Holy shit, you are a typical, stupid 19-year-old boy. “Well, dear, you need to figure yourself out first. The Greeks carved Know thyself on the temple of Apollo for a reason. Shakespeare wrote: To thine own self be true. If you can figure yourself out, then you won’t be false to any man. Or woman,” I added.

“But how do you find the one?”

“Who says there’s just one?”

“You know what I mean,” he said, dejectedly. “You and dad. You seem to have it all figured out.” Oh, my beautiful boy. You don’t even know what you are saying.

“Yep, we do.” Exhausted, I decided to offer him platitudes instead of painful truths. He could learn those later. “Everyone you meet has relationship advice to offer. You’ll have to gather it, think about it, and figure out what works best for you.”

Ponder Accept Believe?” he replied, ironically. I punched him in the shoulder.

“This is all I can tell you that I know for sure,” I paused. “If you want passion, date yourself. Find a girl who thinks and acts just like you.”

“Okay,” he said, putting his iPhone down. “That makes sense.”

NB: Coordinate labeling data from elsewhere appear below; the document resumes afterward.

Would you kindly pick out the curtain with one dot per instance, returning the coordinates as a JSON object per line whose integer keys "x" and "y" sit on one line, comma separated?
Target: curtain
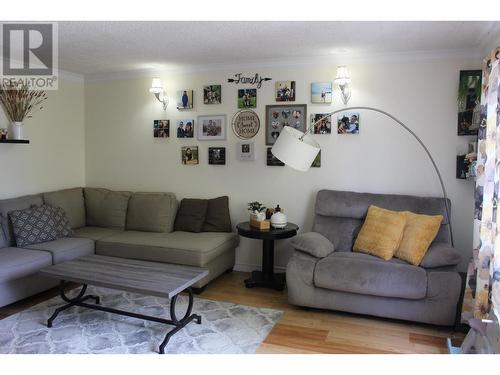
{"x": 482, "y": 292}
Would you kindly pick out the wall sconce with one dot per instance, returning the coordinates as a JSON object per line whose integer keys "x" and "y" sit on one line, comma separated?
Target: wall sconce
{"x": 343, "y": 79}
{"x": 159, "y": 92}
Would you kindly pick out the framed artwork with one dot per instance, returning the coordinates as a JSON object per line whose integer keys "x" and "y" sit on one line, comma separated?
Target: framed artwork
{"x": 245, "y": 151}
{"x": 185, "y": 99}
{"x": 469, "y": 102}
{"x": 278, "y": 116}
{"x": 161, "y": 128}
{"x": 322, "y": 127}
{"x": 217, "y": 156}
{"x": 348, "y": 123}
{"x": 212, "y": 128}
{"x": 285, "y": 91}
{"x": 273, "y": 161}
{"x": 247, "y": 98}
{"x": 185, "y": 128}
{"x": 245, "y": 124}
{"x": 321, "y": 92}
{"x": 212, "y": 94}
{"x": 189, "y": 155}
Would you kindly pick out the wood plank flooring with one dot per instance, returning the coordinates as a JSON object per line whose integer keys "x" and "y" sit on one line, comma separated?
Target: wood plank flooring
{"x": 312, "y": 331}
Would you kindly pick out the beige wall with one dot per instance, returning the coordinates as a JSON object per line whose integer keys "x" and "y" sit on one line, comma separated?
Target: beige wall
{"x": 54, "y": 159}
{"x": 122, "y": 154}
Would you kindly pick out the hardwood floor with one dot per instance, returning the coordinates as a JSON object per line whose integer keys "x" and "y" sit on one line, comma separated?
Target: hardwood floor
{"x": 312, "y": 331}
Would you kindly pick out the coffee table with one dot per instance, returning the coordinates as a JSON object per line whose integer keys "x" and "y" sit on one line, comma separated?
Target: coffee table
{"x": 149, "y": 278}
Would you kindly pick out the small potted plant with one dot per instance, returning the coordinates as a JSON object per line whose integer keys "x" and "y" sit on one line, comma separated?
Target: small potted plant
{"x": 257, "y": 211}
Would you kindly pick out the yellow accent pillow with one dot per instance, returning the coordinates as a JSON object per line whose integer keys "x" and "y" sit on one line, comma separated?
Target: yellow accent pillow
{"x": 418, "y": 235}
{"x": 381, "y": 232}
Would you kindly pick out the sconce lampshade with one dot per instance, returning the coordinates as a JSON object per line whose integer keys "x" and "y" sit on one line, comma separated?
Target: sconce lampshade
{"x": 295, "y": 150}
{"x": 156, "y": 86}
{"x": 342, "y": 75}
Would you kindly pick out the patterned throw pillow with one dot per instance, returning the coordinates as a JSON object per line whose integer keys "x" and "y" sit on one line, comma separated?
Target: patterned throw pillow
{"x": 39, "y": 224}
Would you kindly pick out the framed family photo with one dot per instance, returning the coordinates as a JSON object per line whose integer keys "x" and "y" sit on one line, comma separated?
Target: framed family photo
{"x": 279, "y": 116}
{"x": 212, "y": 128}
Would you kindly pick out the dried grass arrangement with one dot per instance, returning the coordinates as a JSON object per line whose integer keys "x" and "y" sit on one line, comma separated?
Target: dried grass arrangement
{"x": 19, "y": 102}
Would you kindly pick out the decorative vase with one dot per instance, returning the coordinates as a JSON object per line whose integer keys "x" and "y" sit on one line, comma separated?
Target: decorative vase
{"x": 17, "y": 130}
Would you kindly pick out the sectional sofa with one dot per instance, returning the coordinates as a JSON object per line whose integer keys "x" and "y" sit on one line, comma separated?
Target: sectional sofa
{"x": 112, "y": 223}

“But know that passion burns very hot and doesn’t last very long. If you want a long term relationship, you’d better find someone who complements your personality, the yin to your yang.

“Dualism,” he said.

“Right,” I whispered. It’ll strip the problematic passion right out of your relationship, leaving it nice and bland.

“So you are saying since I’m bad with money that I should find a wife to pay the bills.”

“Oh, absolutely,” I wryly retorted. “And she’ll probably be an introvert, so you can drag her along to parties where she’ll feel completely uncomfortable, but at least you’ll be together.” Then I grinned at him, ignoring the tinge of bitterness.

“Makes sense,” he said again, more to finish the conversation than in agreement. He put his car seat back, turned towards the passenger window, and fell asleep in minutes.

The final hour I drove home in dusk, comforted by the faint snoring of a much-beloved son, glutted with the richness of youth and beauty.